Star of Oscar-nominated Free Solo admits he is more nervous of red carpet than 3000ft ropeless climb
Video report by ITV News Arts Editor Nina Nannar
One of the most epic and nail biting films among this year's Oscar nominations is the real life tale of a man who scaled a 900-metre (3000ft) vertical rock face - with no ropes.
Free Solo follows 33-year-old Alex Honnold as he attempts to conquer the first free solo climb of the famed El Capitan in California's Yosemite National Park.
The film is up for Best Feature Documentary at the 91st Academy Awards.
And while heights may not faze him, Mr Honnold describes the idea of walking the Oscars' red carpet as "horrifying".
Speaking to ITV News at a climbing centre in south London, Mr Honnold said he had been taken aback by the reaction to the film.
"Certainly when I agreed to work on a film project with the directors (E. Chai Vasarhelyi and Jimmy Chin) I didn't really think where it would all go," he said.
"The film really does capture the emotion pretty well, so each time I see it it takes me back to that place."
Mr Honnold spent years training for the climb, one which he would have done without the cameras rolling.
"It wasn't as if, by agreeing to do the film there's suddenly more pressure on me, basically I was going to go through the same process no matter what," he said.

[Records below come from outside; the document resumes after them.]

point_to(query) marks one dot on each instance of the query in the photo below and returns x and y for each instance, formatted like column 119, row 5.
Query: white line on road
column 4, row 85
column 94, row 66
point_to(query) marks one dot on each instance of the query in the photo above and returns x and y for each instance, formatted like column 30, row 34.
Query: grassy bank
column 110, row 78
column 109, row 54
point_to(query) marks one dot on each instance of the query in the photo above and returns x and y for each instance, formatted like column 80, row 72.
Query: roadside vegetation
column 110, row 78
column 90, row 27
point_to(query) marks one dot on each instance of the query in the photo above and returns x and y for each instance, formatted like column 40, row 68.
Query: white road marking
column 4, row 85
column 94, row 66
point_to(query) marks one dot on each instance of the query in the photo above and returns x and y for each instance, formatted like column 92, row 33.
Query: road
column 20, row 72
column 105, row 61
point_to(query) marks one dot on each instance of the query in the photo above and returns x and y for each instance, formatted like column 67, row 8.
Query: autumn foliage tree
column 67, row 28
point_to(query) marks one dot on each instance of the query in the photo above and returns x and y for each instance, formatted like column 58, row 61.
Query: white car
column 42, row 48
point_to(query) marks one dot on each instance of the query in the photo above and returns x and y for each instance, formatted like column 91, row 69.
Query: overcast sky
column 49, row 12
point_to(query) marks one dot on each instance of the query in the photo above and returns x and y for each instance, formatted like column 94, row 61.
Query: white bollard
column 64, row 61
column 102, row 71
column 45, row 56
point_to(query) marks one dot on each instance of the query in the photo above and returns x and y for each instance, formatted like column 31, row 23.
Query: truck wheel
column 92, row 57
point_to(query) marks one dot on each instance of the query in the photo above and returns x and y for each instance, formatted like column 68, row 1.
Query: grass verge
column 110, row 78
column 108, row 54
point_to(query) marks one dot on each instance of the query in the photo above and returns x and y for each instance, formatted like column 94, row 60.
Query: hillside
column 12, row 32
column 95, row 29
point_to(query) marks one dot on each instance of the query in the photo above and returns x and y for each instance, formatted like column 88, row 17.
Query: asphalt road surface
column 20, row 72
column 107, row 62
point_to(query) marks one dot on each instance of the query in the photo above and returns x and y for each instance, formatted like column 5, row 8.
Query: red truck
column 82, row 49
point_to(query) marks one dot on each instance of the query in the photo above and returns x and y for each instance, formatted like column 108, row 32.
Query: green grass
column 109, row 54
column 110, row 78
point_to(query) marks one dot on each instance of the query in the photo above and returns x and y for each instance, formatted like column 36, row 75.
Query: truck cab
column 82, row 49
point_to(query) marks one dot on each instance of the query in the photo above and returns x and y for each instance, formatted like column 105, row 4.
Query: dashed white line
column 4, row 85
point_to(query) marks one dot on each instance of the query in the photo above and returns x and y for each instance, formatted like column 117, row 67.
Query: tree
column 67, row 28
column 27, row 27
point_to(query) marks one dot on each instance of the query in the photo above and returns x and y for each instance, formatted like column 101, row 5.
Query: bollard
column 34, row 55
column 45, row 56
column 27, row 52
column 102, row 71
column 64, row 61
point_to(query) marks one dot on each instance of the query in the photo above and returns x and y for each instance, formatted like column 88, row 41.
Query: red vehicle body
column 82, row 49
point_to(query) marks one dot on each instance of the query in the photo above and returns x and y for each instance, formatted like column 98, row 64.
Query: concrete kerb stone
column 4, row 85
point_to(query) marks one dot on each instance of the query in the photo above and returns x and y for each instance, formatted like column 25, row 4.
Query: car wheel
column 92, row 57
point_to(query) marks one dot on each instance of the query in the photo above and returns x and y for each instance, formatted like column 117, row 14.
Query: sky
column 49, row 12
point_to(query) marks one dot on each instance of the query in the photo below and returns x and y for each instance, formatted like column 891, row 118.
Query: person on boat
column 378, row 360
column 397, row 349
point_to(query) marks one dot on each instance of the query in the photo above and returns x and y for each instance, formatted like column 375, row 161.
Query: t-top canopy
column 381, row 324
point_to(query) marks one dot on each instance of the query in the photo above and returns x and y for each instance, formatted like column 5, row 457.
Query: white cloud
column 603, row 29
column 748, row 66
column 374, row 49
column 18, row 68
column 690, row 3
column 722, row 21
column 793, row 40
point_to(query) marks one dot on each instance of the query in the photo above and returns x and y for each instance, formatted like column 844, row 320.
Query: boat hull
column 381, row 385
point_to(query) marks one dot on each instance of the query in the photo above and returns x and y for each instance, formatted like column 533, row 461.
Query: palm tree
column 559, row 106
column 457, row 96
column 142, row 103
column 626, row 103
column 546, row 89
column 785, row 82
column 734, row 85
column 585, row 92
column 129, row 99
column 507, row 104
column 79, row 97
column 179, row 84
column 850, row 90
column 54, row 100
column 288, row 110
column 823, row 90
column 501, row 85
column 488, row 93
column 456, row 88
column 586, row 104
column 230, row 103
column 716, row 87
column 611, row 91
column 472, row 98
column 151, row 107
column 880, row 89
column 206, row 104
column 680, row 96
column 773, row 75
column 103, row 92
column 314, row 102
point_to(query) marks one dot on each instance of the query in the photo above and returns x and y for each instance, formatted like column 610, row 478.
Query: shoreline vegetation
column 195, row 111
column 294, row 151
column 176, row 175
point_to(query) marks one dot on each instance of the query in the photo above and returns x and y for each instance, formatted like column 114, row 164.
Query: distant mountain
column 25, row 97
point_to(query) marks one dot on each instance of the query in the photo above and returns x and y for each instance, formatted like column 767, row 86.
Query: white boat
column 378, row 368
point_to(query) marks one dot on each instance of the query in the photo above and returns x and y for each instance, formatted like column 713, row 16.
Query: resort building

Responding to criticism that he should not have been filmed doing something so dangerous, Mr Honnold said: "I didn't really think I was going to try and fail, and fall to my death.
"It always seemed like I would work on it until it felt comfortable and then I would do it, or it would never feel that comfortable and I wouldn't do it. But I didn't really think I was going to fall."
Now Mr Honnold is facing his next challenge, perhaps his toughest yet.
"I've spent hundreds of days up the side of cliffs. I've only walked a red carpet once or twice and it was it was only for brief periods and it was all sort of horrifying."